FlixBus volta na sexta a Portugal após dois meses de paragem

Empresa de mobilidade retoma atividade apenas com rota em Portugal porque fronteiras nacionais estão fechadas até 15 de junho, pelo menos

A plataforma alemã de transportes FlixBus regressa esta sexta ao mercado português. Para já, apenas com uma rota, a empresa vai retomar a atividade depois de mais de dois meses de paragem, à conta do novo coronavírus e do fecho das fronteiras nacionais, desde a noite de 15 de março e que irá vigorar até 15 de junho, pelo menos.

A partir do dia 22, será operada uma rota entre Lisboa e Guimarães, com paragens incluídos no Porto, em Aveiro e na Figueira da Foz. Esta viagem é operada pela Giromundo, parceiro português da FlixBus.

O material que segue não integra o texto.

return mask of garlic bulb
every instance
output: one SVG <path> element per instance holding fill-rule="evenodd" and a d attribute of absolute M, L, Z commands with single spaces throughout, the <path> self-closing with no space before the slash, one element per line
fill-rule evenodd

"A operação será retomada de forma gradual, com processos simplificados, em resposta às necessidades dos portugueses no transporte de longa distância", refere Pablo Pastega, diretor-geral da FlixBus em Portugal e Espanha, citado em nota de imprensa.

Para já, os autocarros irão circular com lotação limitada a dois terços da capacidade, embora a empresa espere que esta medida "seja levantada em breve".

Novas regras

A empresa garante ainda que reforçou a limpeza dos veículos e aumentou as medidas de proteção junto dos trabalhadores.

Os passageiros terão de utilizar máscaras de proteção dentro dos autocarros e o embarque passa a ser feito pela porta traseira, onde será disponibilizado desinfetante. As casas de banho estarão fechadas, o que levará a "paragens adicionais" durante a viagem. Também não haverá venda a borda de bebida e de comida.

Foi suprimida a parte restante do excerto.